There are various methods that are popular in China today to prepare and cook beef, depending on the cut and quality of the meat. Common preparations include:

  • Soup and stewing: This method softens the beef, while retaining its nutrients. Beef (especially a cut such as brisket) is cut into chunks, ideally including both meat and connective tissue in each piece. It is then cooked slowly in clear soup, along with the bones, and often with flavors such as ginger, star anise, cinnamon, and bay leaves that enhance the strong flavor of the meat. The cooked beef can then be added to a more concentrated soup based on tomato, or curry. Both versions are commonly used as a basis for beef noodle soup. Cuts like shank can also be braised and served sliced thin and drizzled with vinegar as a cold dish.
  • Quick boiling: Unlike stewing, this method lightly cooks thinly sliced beef by parboiling it in hot liquid. This method is commonly seen in hot pot, where frozen beef is shaved into thin rolls, or cut fresh from meat of higher quality, and dunked by the diner into a pot of flavored broth. It is also the basis for the popular Sichuan dish often translated as “boiled beef” (shuĭzhŭ niúròu 水煮牛肉), which features thin slices of marinated beef quick-boiled in a chili-based broth, and then topped by a layer of intensely flavored oil.
  • Stir-fry and dry-fry: Cooks prepare beef by marinating the cut slices with ginger and cooking wine, and vigorously mixing to break down the fibers. This is essential even for the softer cuts. The marinated beef is then deep fried to remove some or all of the water, and then stir-fried with items like chilis, bamboo shoots, or rice noodles. Beef is often paired with strong tastes like celery, onion, fresh or dried chilies, or cumin.
  • Dumplings and dim sum: Beef is made into filling for a variety of dumplings and breads. Unlike ground beef, the meat is chopped into a completely smooth paste, removing any fibers. It can then be mixed uncooked with finely chopped onions, celery, carrots, or cabbage to make dumpling filling, or mixed with alkaline water (to produce the characteristically bouncy texture) and different combinations of spices, water chestnuts, starch, and egg white to make meatballs for soup or steaming.
  • Western methods: Western food has had limited influence on how Chinese cooks prepare beef. Flavors like curry made their way via Hong Kong, melding with Chinese tastes along the way. Mass-market tastes like McDonalds hamburgers already somewhat resembled the “meat between bread” concept of Chinese street foods like xiànbǐng (餡餅). The immense popularity of these fast food restaurants was as much a matter of convenience and clever marketing as taste. Roast beef and steak enjoy a certain appeal as archetypical “Western” dishes, and chains of steakhouses, often serving imported meat, can be found in larger Chinese cities, especially near tourist areas.
  • Chuan串: These lamb and beef skewers are roasted over charcoal fires and sold as a street food. They are commonly sprinkled with cumin and chili powder and sold with flat breads. This method is Central Asian in origin, and chuan are often sold by Muslim vendors.

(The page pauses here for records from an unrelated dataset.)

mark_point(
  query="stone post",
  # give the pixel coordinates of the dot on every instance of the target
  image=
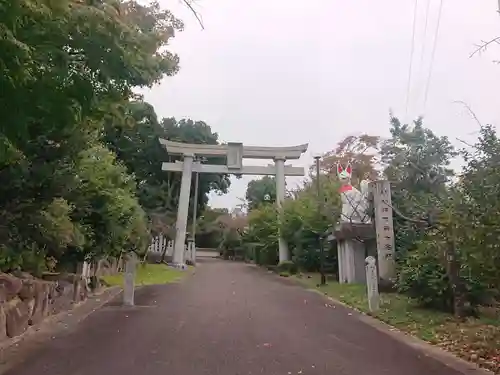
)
(372, 284)
(385, 232)
(129, 279)
(182, 212)
(280, 197)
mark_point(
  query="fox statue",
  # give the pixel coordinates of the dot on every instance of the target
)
(354, 202)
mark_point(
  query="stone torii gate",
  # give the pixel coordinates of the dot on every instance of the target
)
(234, 154)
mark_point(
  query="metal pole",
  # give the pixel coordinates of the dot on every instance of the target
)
(320, 240)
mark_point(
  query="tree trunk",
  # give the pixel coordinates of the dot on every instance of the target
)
(456, 283)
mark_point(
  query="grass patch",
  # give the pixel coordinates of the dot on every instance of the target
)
(476, 340)
(149, 274)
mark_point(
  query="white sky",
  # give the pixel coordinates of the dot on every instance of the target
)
(286, 72)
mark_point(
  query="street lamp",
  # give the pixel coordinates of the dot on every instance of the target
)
(317, 159)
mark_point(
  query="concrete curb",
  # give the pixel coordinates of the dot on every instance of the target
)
(447, 358)
(12, 351)
(427, 349)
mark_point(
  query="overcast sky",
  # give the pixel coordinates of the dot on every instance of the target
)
(286, 72)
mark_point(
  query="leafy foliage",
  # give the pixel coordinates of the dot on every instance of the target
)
(79, 155)
(261, 191)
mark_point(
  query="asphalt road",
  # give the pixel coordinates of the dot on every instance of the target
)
(227, 319)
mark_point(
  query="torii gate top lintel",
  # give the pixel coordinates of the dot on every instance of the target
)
(247, 152)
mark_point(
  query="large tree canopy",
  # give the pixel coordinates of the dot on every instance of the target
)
(80, 161)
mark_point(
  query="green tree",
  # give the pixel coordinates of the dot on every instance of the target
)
(261, 191)
(67, 67)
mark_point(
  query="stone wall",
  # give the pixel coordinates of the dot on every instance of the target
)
(26, 301)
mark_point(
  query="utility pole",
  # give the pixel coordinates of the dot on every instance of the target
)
(320, 217)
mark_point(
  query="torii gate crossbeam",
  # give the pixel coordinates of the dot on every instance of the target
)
(234, 153)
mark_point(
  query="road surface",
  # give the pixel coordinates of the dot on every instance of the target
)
(227, 319)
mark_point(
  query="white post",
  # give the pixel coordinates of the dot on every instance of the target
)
(182, 211)
(372, 284)
(129, 280)
(280, 197)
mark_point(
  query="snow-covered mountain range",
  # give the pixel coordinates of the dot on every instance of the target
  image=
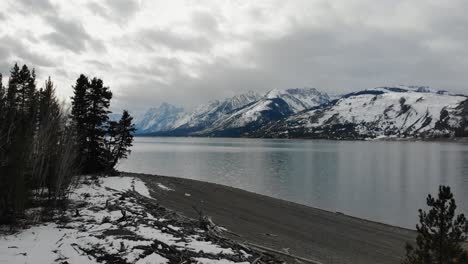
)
(397, 111)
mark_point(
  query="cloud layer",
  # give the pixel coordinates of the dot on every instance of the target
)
(188, 53)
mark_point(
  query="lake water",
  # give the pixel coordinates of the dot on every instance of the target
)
(380, 181)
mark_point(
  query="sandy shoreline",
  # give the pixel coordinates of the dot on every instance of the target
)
(285, 226)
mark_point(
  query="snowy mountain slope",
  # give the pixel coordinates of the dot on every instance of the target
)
(206, 115)
(159, 119)
(385, 111)
(275, 105)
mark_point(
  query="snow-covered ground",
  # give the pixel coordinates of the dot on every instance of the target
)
(116, 226)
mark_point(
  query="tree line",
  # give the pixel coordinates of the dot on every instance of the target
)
(44, 146)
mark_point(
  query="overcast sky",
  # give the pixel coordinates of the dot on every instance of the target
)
(189, 52)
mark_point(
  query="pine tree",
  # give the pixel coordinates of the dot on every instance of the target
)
(79, 113)
(120, 139)
(99, 98)
(440, 233)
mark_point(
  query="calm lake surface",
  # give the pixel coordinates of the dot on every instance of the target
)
(380, 181)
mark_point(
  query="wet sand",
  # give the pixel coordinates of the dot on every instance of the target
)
(307, 232)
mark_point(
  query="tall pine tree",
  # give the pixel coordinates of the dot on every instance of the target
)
(440, 233)
(120, 139)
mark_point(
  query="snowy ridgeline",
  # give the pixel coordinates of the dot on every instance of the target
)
(391, 112)
(115, 225)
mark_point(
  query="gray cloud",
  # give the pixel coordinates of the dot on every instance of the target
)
(70, 35)
(153, 39)
(39, 7)
(119, 11)
(12, 49)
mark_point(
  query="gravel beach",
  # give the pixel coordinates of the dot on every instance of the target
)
(311, 233)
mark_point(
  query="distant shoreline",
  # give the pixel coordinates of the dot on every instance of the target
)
(304, 231)
(389, 139)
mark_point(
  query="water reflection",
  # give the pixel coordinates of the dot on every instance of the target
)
(381, 181)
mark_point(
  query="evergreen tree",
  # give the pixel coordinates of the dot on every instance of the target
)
(79, 114)
(97, 117)
(440, 233)
(120, 139)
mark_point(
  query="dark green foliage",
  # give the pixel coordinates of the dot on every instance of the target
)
(440, 233)
(79, 112)
(120, 139)
(41, 150)
(35, 147)
(97, 117)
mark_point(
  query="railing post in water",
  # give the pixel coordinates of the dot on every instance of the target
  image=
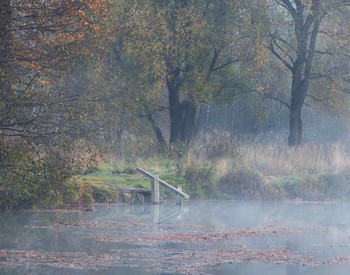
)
(155, 189)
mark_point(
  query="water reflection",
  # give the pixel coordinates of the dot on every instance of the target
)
(204, 237)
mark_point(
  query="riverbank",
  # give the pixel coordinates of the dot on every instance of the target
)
(213, 170)
(256, 172)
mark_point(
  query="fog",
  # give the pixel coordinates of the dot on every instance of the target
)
(202, 237)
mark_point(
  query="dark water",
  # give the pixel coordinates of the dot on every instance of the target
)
(203, 237)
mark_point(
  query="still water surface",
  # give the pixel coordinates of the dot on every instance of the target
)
(202, 237)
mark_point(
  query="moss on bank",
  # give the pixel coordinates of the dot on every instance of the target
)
(256, 172)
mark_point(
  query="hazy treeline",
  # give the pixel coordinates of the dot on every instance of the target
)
(161, 71)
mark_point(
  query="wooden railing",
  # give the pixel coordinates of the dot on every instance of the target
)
(156, 181)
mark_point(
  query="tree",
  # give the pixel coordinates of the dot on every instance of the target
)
(40, 42)
(295, 42)
(185, 46)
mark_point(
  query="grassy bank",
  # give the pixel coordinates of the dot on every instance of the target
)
(224, 171)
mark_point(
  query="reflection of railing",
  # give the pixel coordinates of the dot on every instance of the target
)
(155, 181)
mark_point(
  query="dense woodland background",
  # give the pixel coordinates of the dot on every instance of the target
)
(88, 77)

In recent years, China has significantly upgraded its beef imports and its domestic cattle industries. Although still far behind pork and chicken in popularity, beef will undoubtedly remain an important part of the Chinese diet for years to come.

Further Reading

  • DuBois, Thomas David. (2019). “Many roads from pasture to plate: A commodity chain approach to China’s beef trade, 1732-1931” Journal of Global History, 14 (1): 22-43. https://doi.org/10.1017/S1740022818000335
  • DuBois, Thomas David and Alisha Gao. “Big Meat: The rise and impact of mega-farming in China’s beef, sheep and dairy industries.” The Asia-Pacific Journal | Japan Focus, 15 (17) 1, September 1, 2017. https://apjjf.org/2017/17/DuBois.html
  • Goossaert, Vincent. (2005). Linterdit du boeuf en Chine: agriculture, éthique et sacrifice, Paris: Collège de France, Institut des Hautes Etudes Chinoises.
  • Yuan Mei 袁枚. (2017). Recipes from the garden of contentment: Yuan Mei’s manual of gastronomy (Sean J.S. Chen, Trans.). Great Barrington, MA: Berkshire Publishing Group.